我使用下面的比较函数来比较小数点后的数位:

bool compare(const double value1, const double value2, const int precision)
{
    int64_t magnitude = static_cast<int64_t>(std::pow(10, precision));
    int64_t intValue1 = static_cast<int64_t>(value1 * magnitude);
    int64_t intValue2 = static_cast<int64_t>(value2 * magnitude);
    return intValue1 == intValue2;
}

// Compare 9 decimal places:
if (compare(theView.frame.origin.x, 0, 9)) {
    // do important operation
}

The last time I checked the C standard, there was no requirement for floating point operations on doubles (64 bits total, 53 bit mantissa) to be accurate to more than that precision.
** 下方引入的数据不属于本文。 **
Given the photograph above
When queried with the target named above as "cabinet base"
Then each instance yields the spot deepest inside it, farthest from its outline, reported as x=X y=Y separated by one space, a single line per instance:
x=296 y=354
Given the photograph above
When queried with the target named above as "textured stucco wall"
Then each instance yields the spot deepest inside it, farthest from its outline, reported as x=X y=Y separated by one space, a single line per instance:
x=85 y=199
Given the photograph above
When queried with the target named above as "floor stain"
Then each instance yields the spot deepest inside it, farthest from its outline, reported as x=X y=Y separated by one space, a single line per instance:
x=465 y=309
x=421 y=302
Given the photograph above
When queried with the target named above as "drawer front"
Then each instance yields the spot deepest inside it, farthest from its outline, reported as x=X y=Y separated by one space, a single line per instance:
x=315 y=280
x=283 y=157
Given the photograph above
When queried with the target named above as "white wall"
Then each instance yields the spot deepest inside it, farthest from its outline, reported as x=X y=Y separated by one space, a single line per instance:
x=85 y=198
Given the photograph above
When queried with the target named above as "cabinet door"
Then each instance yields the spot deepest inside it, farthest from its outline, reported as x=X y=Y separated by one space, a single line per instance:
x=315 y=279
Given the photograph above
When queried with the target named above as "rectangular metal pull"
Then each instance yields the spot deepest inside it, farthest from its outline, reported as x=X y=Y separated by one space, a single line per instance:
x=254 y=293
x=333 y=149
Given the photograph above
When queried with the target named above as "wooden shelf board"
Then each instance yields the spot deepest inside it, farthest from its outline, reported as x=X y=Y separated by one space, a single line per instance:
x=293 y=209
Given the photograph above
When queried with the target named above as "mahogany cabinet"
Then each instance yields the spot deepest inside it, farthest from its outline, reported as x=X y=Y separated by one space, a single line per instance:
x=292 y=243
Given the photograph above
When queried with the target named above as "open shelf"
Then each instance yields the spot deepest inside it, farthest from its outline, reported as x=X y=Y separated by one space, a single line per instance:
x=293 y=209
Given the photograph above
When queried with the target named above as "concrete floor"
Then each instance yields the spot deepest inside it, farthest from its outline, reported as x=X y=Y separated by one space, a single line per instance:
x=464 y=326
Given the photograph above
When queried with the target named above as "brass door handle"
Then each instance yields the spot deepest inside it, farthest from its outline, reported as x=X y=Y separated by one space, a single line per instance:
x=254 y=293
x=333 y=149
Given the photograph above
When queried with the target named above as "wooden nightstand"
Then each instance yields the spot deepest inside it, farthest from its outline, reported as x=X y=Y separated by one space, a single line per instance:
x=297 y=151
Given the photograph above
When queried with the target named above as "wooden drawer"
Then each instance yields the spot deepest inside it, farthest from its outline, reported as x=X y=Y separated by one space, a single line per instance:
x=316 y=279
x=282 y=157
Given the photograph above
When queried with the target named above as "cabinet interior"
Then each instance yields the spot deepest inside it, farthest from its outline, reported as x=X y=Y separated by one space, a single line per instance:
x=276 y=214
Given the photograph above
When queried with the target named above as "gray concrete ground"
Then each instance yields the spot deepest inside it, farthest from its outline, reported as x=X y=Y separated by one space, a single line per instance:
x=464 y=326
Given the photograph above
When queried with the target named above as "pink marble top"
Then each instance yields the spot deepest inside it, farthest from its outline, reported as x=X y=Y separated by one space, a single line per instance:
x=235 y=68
However, some hardware might do the operations in registers of greater precision, and the requirement was interpreted to mean no requirement to clear lower order bits (beyond the precision of the numbers being loaded into the registers). So you could get unexpected results of comparisons like this depending on what was left over in the registers from whoever slept there last.

也就是说，尽管我一看到它就努力删除它，但我工作的机构有大量使用gcc编译并运行在linux上的C代码，我们已经很长时间没有注意到这些意想不到的结果了。我不知道这是否是因为gcc为我们清除了低阶位，80位寄存器在现代计算机上不用于这些操作，标准已经改变了，还是什么。我想知道是否有人可以引用章节和诗句。